Create and Load Datasets

Create a Space dataset with two index fields (id, image_name) (store in Parquet) and a record field (feature) (store in ArrayRecord).

This example uses the plain binary type for the record field. Space supports a type space.TfFeatures that integrates with the TFDS feature serializer. See more details in a TFDS example.

import pyarrow as pa
from space import Dataset

schema = pa.schema([
  ("id", pa.int64()),
  ("image_name", pa.string()),
  ("feature", pa.binary())])

ds = Dataset.create(
  "/path/to/<mybucket>/example_ds",
  schema,
  primary_keys=["id"],
  record_fields=["feature"])  # Store this field in ArrayRecord files

# Load the dataset from files later:
ds = Dataset.load("/path/to/<mybucket>/example_ds")

Optionally, you can use catalogs to manage datasets by names instead of locations:

from space import DirCatalog

# DirCatalog manages datasets in a directory.
catalog = DirCatalog("/path/to/<mybucket>")

# Same as the creation above.
ds = catalog.create_dataset("example_ds", schema,
  primary_keys=["id"], record_fields=["feature"])

# Same as the load above.
ds = catalog.dataset("example_ds")

# List all datasets and materialized views.
print(catalog.datasets())

Write and Read

Append, delete some data. Each mutation generates a new version of data, represented by an increasing integer ID. Users can add tags to version IDs as alias.

import pyarrow.compute as pc
from space import RayOptions

# Create a local runner:
runner = ds.local()

# Or create a Ray runner:
runner = ds.ray(ray_options=RayOptions(max_parallelism=8))

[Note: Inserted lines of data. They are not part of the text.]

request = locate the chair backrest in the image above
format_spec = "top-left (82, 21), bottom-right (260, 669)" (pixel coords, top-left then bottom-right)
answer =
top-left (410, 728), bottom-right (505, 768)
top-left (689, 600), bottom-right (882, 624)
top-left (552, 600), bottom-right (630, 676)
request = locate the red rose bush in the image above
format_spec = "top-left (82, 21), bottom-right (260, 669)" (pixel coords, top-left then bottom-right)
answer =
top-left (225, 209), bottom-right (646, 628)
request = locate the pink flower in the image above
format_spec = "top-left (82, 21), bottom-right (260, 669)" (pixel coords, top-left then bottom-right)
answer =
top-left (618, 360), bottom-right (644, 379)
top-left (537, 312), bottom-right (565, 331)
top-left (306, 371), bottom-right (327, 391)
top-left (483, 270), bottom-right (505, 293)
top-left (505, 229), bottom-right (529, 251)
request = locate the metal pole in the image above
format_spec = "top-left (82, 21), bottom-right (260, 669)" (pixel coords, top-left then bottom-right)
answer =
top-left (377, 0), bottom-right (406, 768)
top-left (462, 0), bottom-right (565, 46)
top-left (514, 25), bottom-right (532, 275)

# To avoid https://github.com/ray-project/ray/issues/41333, wrap the runner 
# with @ray.remote when running in a remote Ray cluster.
#
# @ray.remote
# def run():
#   return runner.read_all()
#

# Appending data generates a new dataset version `snapshot_id=1`
# Write methods:
# - append(...): no primary key check.
# - insert(...): fail if primary key exists.
# - upsert(...): overwrite if primary key exists.
ids = range(100)
runner.append({
  "id": ids,
  "image_name": [f"{i}.jpg" for i in ids],
  "feature": [f"somedata{i}".encode("utf-8") for i in ids]
})
ds.add_tag("after_append")  # Version management: add tag to snapshot

# Deletion generates a new version `snapshot_id=2`
runner.delete(pc.field("id") == 1)
ds.add_tag("after_delete")

# Show all versions
ds.versions().to_pandas()
# >>>
#    snapshot_id               create_time tag_or_branch
# 0            2 2024-01-12 20:23:57+00:00  after_delete
# 1            1 2024-01-12 20:23:38+00:00  after_append
# 2            0 2024-01-12 20:22:51+00:00          None

# Read options:
# - filter_: optional, apply a filter (push down to reader).
# - fields: optional, field selection.
# - version: optional, snapshot_id or tag, time travel back to an old version.
# - batch_size: optional, output size.
runner.read_all(
  filter_=pc.field("image_name")=="2.jpg",
  fields=["feature"],
  version="after_add"  # or snapshot ID `1`
)

# Read the changes between version 0 and 2.
for change in runner.diff(0, "after_delete"):
  print(change.change_type)
  print(change.data)
  print("===============")

Create a new branch and make changes in the new branch:

# The default branch is "main"
ds.add_branch("dev")
ds.set_current_branch("dev")
# Make changes in the new branch, the main branch is not updated.
# Switch back to the main branch.
ds.set_current_branch("main")

Transform and Materialized Views

Space supports transforming a dataset to a view, and materializing the view to files. The transforms include:

Mapping batches using a user defined function (UDF).
Filter using a UDF.
Joining two views/datasets.

When the source dataset is modified, refreshing the materialized view incrementally synchronizes changes, which saves compute and IO cost. See more details in a Segment Anything example. Reading or refreshing views must be the Ray runner, because they are implemented based on Ray transform.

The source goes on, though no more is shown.